Additionally, court documents say, the defendant restricted his wife’s ability to work and move, ordering her to remain in the house or within a half-mile radius of their residence when she walked her dog.

In 2006, according to documents, the victim attempted to leave Glass by hiding at a friend’s house. But Glass tracked her down, dragged her “out of the shower naked” and took her back home.

The following year, she sought shelter with her family in Ohio but returned to Washington after Glass contacted her relatives and said he would “come get her and kill anybody in his way.”

On June 7, Glass was allegedly beating the victim when her dog came up and began to lick them, which caused Glass to become angrier, the documents allege. He threatened to kill them both, and as he reached over to grab the animal, his wife dialed 911.

According to court documents, the alleged victim believed that by not calling police earlier she would be able to “buy” herself a few more years of life, police said in court papers.

“She told me later that she has resigned herself that she is going to die whether she calls police or not,” an officer wrote in the statement of probable cause.

Cheryl Bozarth, executive director of the Domestic Abuse Women’s Network, said there are numerous reasons why domestic-violence victims won’t leave their abusers. Controlling behavior and abuse can creep into a relationship and victims often have economic issues that may make it difficult or impossible to leave, she said.

Additionally, leaving may not solve the problem, she said.

“It’s not always the best answer,” Bozarth said. “The fatality review [written by the Washington State Coalition on Domestic Violence] indicates that as soon as someone leaves, that is often when they are killed.”

Bozrath said victims ideally need access to resources, knowledge about their options and a good safety plan before they attempt to leave their abuser.
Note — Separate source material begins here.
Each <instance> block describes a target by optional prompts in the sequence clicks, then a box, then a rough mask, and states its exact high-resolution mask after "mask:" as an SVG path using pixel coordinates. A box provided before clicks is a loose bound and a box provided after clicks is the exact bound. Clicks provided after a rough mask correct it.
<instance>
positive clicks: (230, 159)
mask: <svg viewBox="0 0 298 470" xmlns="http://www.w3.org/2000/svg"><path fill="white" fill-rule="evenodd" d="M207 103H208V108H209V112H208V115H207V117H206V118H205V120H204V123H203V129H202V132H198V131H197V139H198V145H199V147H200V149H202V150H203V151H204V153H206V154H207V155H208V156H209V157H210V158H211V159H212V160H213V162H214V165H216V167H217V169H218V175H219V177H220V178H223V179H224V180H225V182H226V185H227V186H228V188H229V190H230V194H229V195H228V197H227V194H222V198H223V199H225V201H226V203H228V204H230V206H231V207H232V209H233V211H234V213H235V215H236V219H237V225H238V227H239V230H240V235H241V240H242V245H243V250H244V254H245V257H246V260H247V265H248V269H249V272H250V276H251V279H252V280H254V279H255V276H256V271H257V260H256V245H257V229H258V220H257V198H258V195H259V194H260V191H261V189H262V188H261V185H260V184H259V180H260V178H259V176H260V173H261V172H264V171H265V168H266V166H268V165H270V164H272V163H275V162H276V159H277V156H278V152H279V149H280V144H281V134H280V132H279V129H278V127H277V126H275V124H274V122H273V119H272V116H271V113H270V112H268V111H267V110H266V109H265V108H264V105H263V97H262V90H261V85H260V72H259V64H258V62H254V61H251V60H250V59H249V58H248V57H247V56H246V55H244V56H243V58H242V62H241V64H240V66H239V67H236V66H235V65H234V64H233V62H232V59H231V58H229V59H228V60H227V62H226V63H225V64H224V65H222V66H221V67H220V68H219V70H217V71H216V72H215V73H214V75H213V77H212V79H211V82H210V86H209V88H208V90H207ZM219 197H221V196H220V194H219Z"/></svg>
In 2004, Glass was arrested after the couple’s neighbors called police when he had beaten his wife, according to court records. He was initially charged with felony assault but pleaded guilty to the lesser charge of fourth-degree assault.

Because of that conviction, he lost the right to bear firearms, court documents show.

Police reported that two guns, a bow and arrow and several knives were recovered from Glass’s home last week.

According to court documents, Glass has a domestic-violence conviction for an attack on a previous girlfriend and two misdemeanor battery convictions out of California.